Northern Bank headquarters, which holds cash for business clients and for the bank’s network of ATMs, was targeted in what appeared to be a meticulously planned operation. A busy weekend of trading swelled the amount of money in the vault, just days before Christmas and at the height of the Christmas shopping season. The amount taken is roughly equivalent to Belfast city centre shop takings for the week leading up to Christmas.

Two senior Northern Bank officials were forced to cooperate in the robbery, as their families were taken hostage on Sunday by gang members posing as police, The officials went to work as normal on Monday, having to facilitate other gang members gaining access to the bank vault after closing time.

The cash haul weighed around 20 tons and would have filled 3,000 large holdalls (sports bags), according to estimates. The operation is believed to have involved up to 20 participants and took over 24 hours to carry out. Police are not ruling out inside intelligence as a factor in the gang’s planning. The officials were released on Monday evening.

It is understood that no hostage has been hurt, though a female hostage is being treated for hypothermia after being left in a forest on Monday night. Police are studying a possible link between the robbers and a car found burnt out in a County Down forest.

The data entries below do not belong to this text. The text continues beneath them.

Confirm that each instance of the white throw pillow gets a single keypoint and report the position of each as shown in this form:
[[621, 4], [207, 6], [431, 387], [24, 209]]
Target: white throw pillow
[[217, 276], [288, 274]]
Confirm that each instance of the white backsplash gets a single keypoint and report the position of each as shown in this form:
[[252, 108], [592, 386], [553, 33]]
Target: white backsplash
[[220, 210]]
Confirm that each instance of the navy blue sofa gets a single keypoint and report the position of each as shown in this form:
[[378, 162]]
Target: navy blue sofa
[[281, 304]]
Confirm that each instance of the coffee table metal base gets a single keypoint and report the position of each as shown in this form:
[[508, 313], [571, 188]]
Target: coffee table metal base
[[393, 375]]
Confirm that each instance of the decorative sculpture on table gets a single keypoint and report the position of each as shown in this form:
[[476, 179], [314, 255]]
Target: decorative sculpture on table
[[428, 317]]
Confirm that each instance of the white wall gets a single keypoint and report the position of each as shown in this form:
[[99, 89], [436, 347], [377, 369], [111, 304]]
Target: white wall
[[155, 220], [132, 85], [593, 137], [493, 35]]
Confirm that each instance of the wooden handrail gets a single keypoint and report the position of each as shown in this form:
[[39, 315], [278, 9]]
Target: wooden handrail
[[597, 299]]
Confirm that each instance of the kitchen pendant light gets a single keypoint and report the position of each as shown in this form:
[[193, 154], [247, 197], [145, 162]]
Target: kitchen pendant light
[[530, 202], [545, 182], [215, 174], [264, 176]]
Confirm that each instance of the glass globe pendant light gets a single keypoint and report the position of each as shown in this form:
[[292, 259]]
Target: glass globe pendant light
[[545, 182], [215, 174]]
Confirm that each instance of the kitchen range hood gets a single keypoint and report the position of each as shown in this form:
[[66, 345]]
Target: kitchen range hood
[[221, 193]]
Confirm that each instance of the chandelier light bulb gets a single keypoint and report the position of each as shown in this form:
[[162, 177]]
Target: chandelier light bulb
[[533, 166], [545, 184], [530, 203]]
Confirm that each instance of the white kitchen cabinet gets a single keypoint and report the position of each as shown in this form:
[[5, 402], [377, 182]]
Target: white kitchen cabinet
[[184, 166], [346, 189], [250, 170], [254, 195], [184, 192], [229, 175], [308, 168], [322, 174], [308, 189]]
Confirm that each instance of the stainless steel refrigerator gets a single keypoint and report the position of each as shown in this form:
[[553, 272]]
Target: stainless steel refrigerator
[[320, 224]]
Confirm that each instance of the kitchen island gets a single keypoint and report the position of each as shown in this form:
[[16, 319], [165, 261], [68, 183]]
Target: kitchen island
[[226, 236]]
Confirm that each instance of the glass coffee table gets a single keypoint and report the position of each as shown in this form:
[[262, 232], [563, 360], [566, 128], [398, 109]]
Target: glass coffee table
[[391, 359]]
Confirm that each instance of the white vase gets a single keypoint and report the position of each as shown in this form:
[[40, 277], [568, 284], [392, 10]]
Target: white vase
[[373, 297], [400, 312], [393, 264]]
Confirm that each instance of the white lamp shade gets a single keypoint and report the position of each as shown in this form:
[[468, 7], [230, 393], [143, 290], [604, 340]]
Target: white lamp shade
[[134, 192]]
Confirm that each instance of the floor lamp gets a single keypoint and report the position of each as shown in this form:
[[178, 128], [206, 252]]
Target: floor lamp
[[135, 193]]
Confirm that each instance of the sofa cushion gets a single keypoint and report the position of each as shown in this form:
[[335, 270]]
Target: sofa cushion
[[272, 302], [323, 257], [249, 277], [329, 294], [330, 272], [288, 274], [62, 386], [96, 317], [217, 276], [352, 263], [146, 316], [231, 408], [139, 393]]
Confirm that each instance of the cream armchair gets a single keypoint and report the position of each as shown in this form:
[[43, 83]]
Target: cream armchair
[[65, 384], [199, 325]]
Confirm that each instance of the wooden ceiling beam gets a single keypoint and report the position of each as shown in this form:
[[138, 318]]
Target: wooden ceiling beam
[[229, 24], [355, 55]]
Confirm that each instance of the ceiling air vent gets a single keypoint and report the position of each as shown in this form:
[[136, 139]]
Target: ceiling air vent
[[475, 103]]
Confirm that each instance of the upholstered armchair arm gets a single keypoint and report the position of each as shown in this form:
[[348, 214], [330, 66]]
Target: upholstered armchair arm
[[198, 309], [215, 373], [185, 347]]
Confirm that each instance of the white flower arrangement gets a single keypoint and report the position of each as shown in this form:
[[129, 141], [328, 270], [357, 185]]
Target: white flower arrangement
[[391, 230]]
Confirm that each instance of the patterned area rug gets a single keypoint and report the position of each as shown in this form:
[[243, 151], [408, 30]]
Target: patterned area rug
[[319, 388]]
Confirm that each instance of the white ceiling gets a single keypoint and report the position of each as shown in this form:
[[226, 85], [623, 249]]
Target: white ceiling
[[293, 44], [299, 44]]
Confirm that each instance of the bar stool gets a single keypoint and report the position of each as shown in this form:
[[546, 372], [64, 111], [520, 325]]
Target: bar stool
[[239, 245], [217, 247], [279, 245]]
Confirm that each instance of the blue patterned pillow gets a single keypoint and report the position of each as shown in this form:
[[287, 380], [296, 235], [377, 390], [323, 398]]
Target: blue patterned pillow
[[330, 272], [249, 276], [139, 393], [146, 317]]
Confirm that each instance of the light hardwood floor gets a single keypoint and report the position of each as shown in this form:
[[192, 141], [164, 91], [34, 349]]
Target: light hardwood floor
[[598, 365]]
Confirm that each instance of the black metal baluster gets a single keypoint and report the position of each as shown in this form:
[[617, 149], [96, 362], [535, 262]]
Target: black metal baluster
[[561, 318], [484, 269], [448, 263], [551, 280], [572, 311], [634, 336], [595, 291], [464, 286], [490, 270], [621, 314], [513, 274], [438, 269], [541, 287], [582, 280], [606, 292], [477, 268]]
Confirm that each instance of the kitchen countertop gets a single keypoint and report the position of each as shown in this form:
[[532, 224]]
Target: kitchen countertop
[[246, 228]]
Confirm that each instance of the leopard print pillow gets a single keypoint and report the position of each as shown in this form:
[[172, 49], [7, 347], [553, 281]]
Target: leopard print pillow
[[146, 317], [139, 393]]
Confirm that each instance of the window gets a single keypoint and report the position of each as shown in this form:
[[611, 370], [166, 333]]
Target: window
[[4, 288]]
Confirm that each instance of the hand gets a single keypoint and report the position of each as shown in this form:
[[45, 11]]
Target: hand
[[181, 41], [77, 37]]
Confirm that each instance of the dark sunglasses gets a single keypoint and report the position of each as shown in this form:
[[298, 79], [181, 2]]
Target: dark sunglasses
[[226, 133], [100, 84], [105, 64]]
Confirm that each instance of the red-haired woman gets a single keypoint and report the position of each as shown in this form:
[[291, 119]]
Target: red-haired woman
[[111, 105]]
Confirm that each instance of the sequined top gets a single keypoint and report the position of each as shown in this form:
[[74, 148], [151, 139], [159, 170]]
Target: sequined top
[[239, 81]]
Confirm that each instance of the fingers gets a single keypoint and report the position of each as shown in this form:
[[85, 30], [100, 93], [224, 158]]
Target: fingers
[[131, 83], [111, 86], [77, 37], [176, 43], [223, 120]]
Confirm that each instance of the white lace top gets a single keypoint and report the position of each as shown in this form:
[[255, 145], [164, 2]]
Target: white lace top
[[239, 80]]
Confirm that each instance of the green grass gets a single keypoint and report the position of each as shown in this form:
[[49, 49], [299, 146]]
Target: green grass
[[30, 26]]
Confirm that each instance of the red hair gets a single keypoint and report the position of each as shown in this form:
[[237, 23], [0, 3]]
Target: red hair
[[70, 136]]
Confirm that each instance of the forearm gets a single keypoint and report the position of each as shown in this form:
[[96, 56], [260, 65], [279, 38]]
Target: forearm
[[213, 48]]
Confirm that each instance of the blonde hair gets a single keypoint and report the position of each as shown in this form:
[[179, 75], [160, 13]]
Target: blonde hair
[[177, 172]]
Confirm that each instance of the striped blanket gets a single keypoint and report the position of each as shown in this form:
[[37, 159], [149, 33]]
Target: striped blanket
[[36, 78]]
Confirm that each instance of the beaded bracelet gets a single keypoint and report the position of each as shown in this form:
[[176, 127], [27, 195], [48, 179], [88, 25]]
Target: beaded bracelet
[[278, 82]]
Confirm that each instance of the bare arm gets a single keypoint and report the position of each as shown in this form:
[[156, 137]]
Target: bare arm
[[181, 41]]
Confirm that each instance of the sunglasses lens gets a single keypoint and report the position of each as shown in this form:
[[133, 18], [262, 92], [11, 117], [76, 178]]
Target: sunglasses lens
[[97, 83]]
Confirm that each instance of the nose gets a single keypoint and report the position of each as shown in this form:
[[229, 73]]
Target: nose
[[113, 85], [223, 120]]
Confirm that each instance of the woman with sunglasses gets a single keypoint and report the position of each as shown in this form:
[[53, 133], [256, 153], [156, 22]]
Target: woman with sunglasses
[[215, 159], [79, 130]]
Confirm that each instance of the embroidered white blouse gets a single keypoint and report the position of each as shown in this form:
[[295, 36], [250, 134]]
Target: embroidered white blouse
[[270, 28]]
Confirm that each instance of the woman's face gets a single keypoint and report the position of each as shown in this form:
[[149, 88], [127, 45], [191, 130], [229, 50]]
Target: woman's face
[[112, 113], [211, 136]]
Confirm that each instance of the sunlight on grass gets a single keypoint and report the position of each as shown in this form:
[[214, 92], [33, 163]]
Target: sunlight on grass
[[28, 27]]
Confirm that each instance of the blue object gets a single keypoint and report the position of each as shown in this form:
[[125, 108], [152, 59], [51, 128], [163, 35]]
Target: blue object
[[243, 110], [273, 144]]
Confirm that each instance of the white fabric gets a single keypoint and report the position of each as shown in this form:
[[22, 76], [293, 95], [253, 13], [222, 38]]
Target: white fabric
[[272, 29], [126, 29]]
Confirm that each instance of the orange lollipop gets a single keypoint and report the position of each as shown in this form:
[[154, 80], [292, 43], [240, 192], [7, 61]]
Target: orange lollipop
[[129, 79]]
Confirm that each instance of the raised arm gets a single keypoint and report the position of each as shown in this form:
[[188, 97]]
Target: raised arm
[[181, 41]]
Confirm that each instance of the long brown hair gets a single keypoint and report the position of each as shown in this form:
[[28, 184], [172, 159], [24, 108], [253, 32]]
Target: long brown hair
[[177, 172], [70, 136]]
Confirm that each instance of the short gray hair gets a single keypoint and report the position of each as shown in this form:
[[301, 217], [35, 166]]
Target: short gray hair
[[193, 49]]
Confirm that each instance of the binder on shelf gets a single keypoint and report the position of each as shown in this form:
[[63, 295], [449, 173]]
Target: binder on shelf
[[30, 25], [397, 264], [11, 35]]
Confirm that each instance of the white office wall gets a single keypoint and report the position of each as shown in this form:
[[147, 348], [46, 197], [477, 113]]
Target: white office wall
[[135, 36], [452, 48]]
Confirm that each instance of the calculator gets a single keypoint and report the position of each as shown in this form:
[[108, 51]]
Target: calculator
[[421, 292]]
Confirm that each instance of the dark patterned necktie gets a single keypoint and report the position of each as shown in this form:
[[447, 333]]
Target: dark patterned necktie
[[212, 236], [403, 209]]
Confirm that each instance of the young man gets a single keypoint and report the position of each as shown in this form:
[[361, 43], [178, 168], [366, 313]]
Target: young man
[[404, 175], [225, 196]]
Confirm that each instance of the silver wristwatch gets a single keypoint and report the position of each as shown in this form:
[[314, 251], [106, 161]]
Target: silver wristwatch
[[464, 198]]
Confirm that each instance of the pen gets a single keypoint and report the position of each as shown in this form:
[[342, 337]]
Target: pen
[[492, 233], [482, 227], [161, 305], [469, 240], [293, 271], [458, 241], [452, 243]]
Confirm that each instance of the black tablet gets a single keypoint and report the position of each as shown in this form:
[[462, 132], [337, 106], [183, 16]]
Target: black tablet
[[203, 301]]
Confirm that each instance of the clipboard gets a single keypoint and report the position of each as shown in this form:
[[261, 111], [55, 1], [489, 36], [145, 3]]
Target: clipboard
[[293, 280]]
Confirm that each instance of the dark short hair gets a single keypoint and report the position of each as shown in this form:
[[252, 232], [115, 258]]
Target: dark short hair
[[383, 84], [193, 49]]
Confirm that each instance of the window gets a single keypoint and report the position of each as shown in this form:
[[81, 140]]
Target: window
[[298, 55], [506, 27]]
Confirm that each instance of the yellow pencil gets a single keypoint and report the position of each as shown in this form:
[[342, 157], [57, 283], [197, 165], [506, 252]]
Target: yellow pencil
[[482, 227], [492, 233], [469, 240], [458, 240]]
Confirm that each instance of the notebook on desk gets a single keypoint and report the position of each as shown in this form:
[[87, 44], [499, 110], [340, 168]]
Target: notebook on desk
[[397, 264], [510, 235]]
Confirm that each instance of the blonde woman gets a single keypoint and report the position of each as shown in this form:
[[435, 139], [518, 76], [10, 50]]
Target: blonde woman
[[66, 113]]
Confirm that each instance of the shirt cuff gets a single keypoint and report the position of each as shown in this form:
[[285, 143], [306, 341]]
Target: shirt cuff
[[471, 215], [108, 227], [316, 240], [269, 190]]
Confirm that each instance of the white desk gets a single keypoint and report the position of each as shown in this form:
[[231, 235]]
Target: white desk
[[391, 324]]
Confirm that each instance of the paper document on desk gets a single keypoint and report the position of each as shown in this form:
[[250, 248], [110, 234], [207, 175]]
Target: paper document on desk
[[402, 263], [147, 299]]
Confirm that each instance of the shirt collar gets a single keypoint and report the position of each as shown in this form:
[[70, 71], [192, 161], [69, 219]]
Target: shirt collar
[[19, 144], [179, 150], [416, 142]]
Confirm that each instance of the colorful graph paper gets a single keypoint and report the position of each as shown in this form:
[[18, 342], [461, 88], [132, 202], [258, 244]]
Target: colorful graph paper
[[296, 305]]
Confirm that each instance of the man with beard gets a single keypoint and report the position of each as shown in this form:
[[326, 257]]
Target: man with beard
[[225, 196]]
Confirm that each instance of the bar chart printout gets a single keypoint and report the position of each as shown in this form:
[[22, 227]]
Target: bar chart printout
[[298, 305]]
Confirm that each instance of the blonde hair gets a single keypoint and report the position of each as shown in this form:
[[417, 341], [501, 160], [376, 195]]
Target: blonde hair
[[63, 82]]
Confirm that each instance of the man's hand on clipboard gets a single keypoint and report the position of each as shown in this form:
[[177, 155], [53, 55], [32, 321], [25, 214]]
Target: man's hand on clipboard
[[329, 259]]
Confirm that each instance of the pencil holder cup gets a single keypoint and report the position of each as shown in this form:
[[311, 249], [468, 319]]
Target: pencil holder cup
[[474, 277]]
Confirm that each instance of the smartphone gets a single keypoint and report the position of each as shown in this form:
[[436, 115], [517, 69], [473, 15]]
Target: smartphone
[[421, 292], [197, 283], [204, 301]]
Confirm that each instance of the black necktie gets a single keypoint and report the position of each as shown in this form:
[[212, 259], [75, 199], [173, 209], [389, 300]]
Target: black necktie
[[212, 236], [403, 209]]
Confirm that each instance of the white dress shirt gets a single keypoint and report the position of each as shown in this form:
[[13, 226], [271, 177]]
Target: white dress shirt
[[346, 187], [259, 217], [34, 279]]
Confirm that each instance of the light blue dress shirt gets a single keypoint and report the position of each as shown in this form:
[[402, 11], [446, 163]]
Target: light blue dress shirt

Northern Bank, which maintains around a 30 per cent market share in Northern Ireland’s banking, and is affiliated to National Irish Bank in the Republic of Ireland. National Australia Bank recently sold Northern Bank to Denmark’s Danske Bank.

Northern Ireland’s three decades of civil conflict up to 1998 saw over 3,600 people killed, most of them civilians, as mostly Catholic Irish nationalists and republican paramilitaries, who want Northern Ireland to merge with the Republic of Ireland to the south, faced off against mostly Protestant unionists or loyalist counterparts who want to remain part of the United Kingdom. British soldiers flooded into Northern Ireland but were viewed by many nationalists as a hostile occupation force and were regularly targeted by the IRA.

Paramilitaries on both sides of the ethno-religious divide in Northern Ireland have maintained their criminal activities and networks — even as their guns largely fall silent. Widely regarded as the most effective criminal groups in Northern Ireland, paramilitaries maintain a diverse array of operations, with the IRA reputedly involved in cigarette and petrol smuggling, and loyalist groups selling drugs.